Bear’s bedding and crap contains:
(1) Search DC 12: a +2 High Elven War Scythe
(2) Search DC 14: a gilded swordbelt and scabbard bearing 8 emeralds (150 gp each) and a broken MW longsword).
(3) Search DC 16: a rotting leather pouch containing 75 gp
(4) Search DC 18: a beaten copper scroll tube containing a Scroll of 3 Spells (Fly, Charm Monster, Stinking Cloud)
(5) Search DC 20: a small, wood-reinforced leather “potion pouch” in good condition, containing 3 Potions of Daylight (if broken, Daylight as cast by 9th level Wizard).

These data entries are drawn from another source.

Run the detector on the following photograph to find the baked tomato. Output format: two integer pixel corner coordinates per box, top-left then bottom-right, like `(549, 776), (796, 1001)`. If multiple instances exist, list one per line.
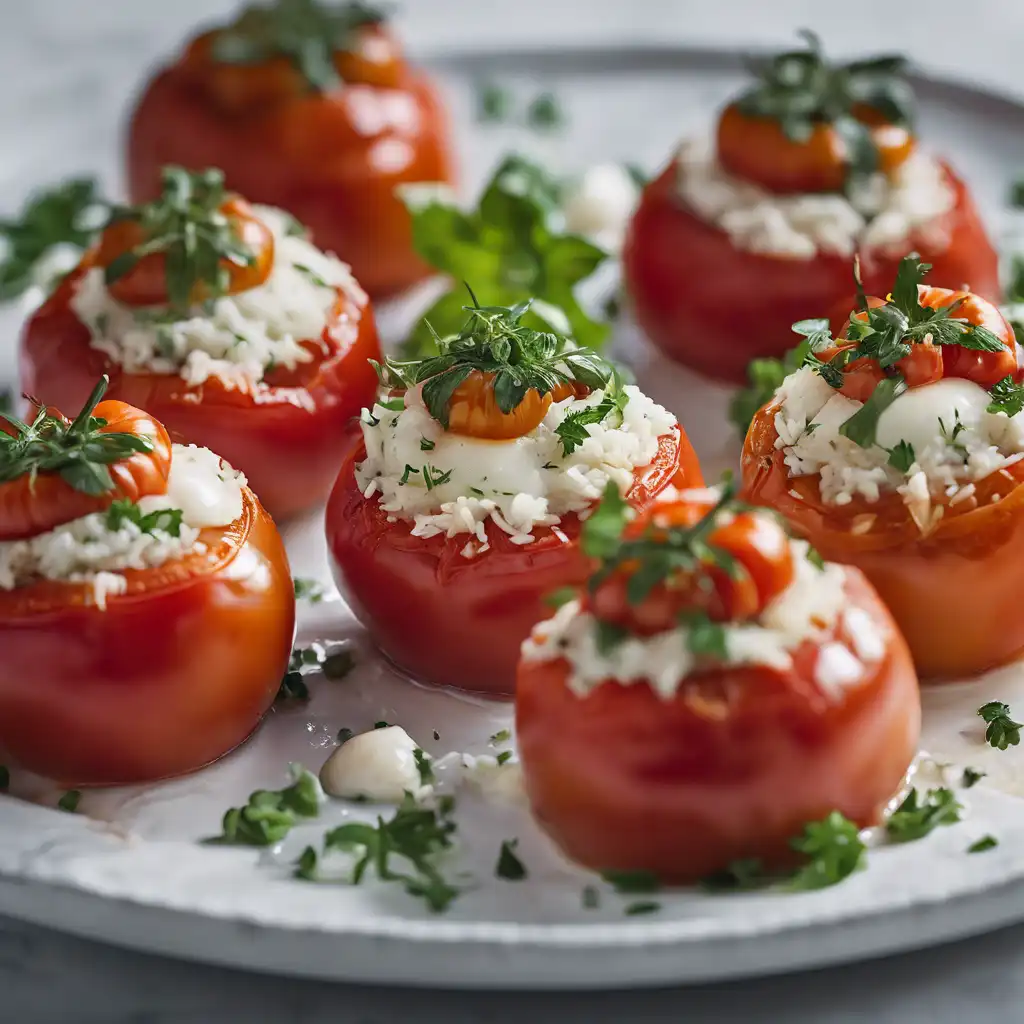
(516, 493), (921, 884)
(742, 270), (1024, 678)
(128, 0), (453, 297)
(20, 171), (381, 519)
(0, 387), (295, 785)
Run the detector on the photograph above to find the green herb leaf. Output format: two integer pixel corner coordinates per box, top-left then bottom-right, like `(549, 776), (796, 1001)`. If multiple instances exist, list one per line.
(978, 700), (1021, 751)
(495, 839), (527, 882)
(886, 788), (964, 843)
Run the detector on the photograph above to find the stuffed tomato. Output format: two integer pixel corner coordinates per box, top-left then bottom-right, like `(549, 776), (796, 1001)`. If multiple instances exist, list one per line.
(516, 479), (921, 884)
(128, 0), (453, 296)
(22, 168), (380, 518)
(327, 296), (700, 694)
(624, 35), (999, 382)
(0, 382), (295, 785)
(742, 258), (1024, 677)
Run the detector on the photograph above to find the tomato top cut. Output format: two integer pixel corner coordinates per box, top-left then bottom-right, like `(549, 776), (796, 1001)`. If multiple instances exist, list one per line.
(0, 377), (171, 541)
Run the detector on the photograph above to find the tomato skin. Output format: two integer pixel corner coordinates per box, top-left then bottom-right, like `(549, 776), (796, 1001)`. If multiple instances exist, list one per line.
(327, 423), (702, 696)
(0, 399), (171, 541)
(20, 271), (381, 519)
(127, 29), (454, 298)
(0, 490), (295, 785)
(623, 161), (1000, 383)
(742, 404), (1024, 680)
(516, 571), (921, 884)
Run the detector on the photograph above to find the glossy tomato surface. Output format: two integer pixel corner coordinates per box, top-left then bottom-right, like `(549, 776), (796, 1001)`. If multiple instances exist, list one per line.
(516, 572), (921, 884)
(20, 271), (381, 519)
(0, 490), (295, 785)
(327, 423), (702, 695)
(742, 406), (1024, 679)
(623, 162), (999, 383)
(128, 43), (454, 297)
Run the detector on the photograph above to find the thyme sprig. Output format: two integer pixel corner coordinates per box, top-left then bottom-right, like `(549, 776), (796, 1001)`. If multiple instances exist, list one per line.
(736, 29), (914, 187)
(212, 0), (385, 92)
(0, 376), (153, 495)
(103, 167), (256, 313)
(371, 291), (614, 428)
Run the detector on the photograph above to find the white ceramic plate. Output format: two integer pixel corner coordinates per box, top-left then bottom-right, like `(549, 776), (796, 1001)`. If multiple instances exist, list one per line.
(0, 49), (1024, 988)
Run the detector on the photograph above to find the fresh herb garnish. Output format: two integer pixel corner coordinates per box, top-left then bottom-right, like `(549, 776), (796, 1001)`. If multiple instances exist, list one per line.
(292, 577), (324, 604)
(736, 30), (913, 185)
(402, 156), (609, 358)
(788, 811), (867, 891)
(103, 167), (256, 314)
(57, 790), (82, 814)
(967, 836), (999, 853)
(886, 788), (964, 843)
(204, 764), (323, 846)
(0, 376), (153, 495)
(0, 178), (106, 302)
(211, 0), (384, 92)
(106, 499), (183, 537)
(495, 839), (526, 882)
(978, 700), (1021, 751)
(374, 293), (613, 430)
(296, 796), (459, 912)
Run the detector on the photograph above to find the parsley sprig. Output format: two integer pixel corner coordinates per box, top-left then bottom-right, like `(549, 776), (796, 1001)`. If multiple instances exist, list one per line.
(402, 156), (609, 358)
(103, 167), (256, 313)
(212, 0), (385, 92)
(737, 30), (914, 186)
(295, 795), (459, 912)
(371, 292), (614, 428)
(0, 376), (153, 495)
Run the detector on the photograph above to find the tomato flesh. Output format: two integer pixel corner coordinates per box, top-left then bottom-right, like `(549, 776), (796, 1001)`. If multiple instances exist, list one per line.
(327, 423), (701, 695)
(127, 23), (454, 297)
(623, 162), (1000, 383)
(0, 490), (295, 785)
(20, 271), (381, 519)
(516, 571), (921, 884)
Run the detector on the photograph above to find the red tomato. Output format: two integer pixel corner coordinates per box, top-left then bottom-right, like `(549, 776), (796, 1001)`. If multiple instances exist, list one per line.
(20, 265), (381, 519)
(742, 404), (1024, 678)
(0, 389), (171, 541)
(0, 489), (295, 785)
(327, 423), (702, 695)
(127, 28), (454, 297)
(516, 571), (921, 884)
(623, 162), (1000, 383)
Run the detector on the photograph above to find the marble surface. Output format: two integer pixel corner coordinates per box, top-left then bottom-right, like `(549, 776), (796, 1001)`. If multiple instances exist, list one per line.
(6, 0), (1024, 1024)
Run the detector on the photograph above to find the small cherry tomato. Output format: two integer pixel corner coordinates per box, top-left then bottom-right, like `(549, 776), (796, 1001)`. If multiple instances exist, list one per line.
(516, 569), (921, 884)
(20, 258), (381, 518)
(0, 489), (295, 785)
(327, 423), (701, 695)
(623, 161), (1000, 383)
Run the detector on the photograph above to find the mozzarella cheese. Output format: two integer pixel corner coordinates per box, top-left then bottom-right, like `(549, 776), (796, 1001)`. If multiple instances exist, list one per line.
(676, 140), (955, 259)
(522, 541), (887, 700)
(774, 367), (1024, 512)
(356, 385), (678, 557)
(319, 725), (431, 804)
(71, 207), (367, 391)
(0, 444), (245, 608)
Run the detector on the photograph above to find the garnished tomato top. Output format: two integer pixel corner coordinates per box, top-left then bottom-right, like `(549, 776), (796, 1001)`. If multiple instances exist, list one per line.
(92, 167), (273, 314)
(583, 482), (794, 636)
(0, 377), (171, 541)
(375, 300), (622, 440)
(184, 0), (404, 114)
(717, 31), (914, 194)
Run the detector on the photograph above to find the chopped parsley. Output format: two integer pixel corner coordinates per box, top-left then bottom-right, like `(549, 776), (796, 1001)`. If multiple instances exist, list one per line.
(495, 839), (527, 882)
(886, 787), (964, 843)
(204, 764), (323, 846)
(978, 700), (1021, 751)
(373, 293), (613, 428)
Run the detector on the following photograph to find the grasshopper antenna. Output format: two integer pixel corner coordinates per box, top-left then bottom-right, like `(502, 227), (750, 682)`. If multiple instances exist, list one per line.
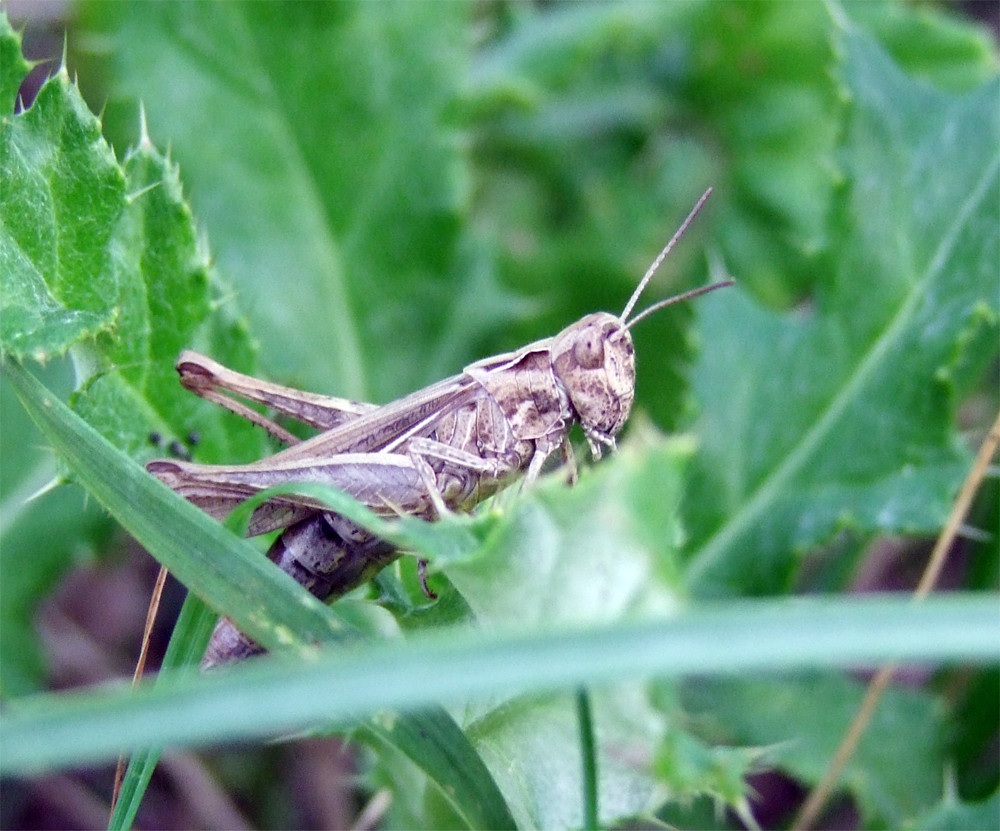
(625, 280), (736, 329)
(621, 188), (724, 327)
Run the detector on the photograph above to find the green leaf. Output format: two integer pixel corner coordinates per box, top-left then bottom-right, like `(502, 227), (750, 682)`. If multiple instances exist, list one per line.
(0, 597), (1000, 776)
(82, 2), (503, 400)
(687, 26), (1000, 593)
(683, 674), (946, 827)
(906, 791), (1000, 831)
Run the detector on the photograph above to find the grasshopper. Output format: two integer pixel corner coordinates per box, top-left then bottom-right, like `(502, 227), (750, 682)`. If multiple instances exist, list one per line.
(147, 190), (732, 667)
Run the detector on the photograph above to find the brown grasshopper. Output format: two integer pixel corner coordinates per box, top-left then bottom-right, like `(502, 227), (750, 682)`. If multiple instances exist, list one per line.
(147, 190), (732, 666)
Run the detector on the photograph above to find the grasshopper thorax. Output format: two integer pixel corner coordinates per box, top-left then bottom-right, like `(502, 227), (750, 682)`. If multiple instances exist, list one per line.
(550, 312), (635, 458)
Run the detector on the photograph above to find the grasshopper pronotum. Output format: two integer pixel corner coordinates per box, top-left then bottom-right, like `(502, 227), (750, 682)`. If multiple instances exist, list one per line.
(147, 190), (732, 666)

In a rough stone niche along the west wall of this cave is an enormous petrified hand, a clenched stone fist rather three times than a human hand; it looks like it was broken from a larger statue and fixed to a smooth river stone. The hand radiates strong but ancient evil and conjuration magic. This is the Hand of Baalgezael, an evil Cloud Giant sorcerer, an acolyte of Gargarik who lived millennia ago, and who was a specialist in conjuring fiends (Baalgezael was slain by an Ekhani wizard, who turned him to stone, and then smashed the resulting statue apart; some of Baalgezael’s minions made off with the hand, and enshrined it as a holy artefact). It’s only power is that it serves as the focus for summoning devils. Once per year it has a 5% chance of Gating a devil from the Infernal planes into Anuru (roll randomly).


The Hand was enshrined here by the acolytes of Ballgezael during the Eon of Darkness, more than 2000 years ago. They have long since vanished. Some years ago, the Hand Gated in a Meindraugr, and the Dire Bear, who had since moved into the cave, killed it; but its diabolical spirit then possessed the Bear. The Hand can only be destroyed by having Remove Curse (or equivalent) cast on it in a Consecrated area by a Good Cleric. Anyone doing so must make a Spellcraft check of DC 25; failure means that a backlash of profane energy will do 8d6 Vile damage in a 20’ radius, and have the effect of a Desecrate spell of CL 15.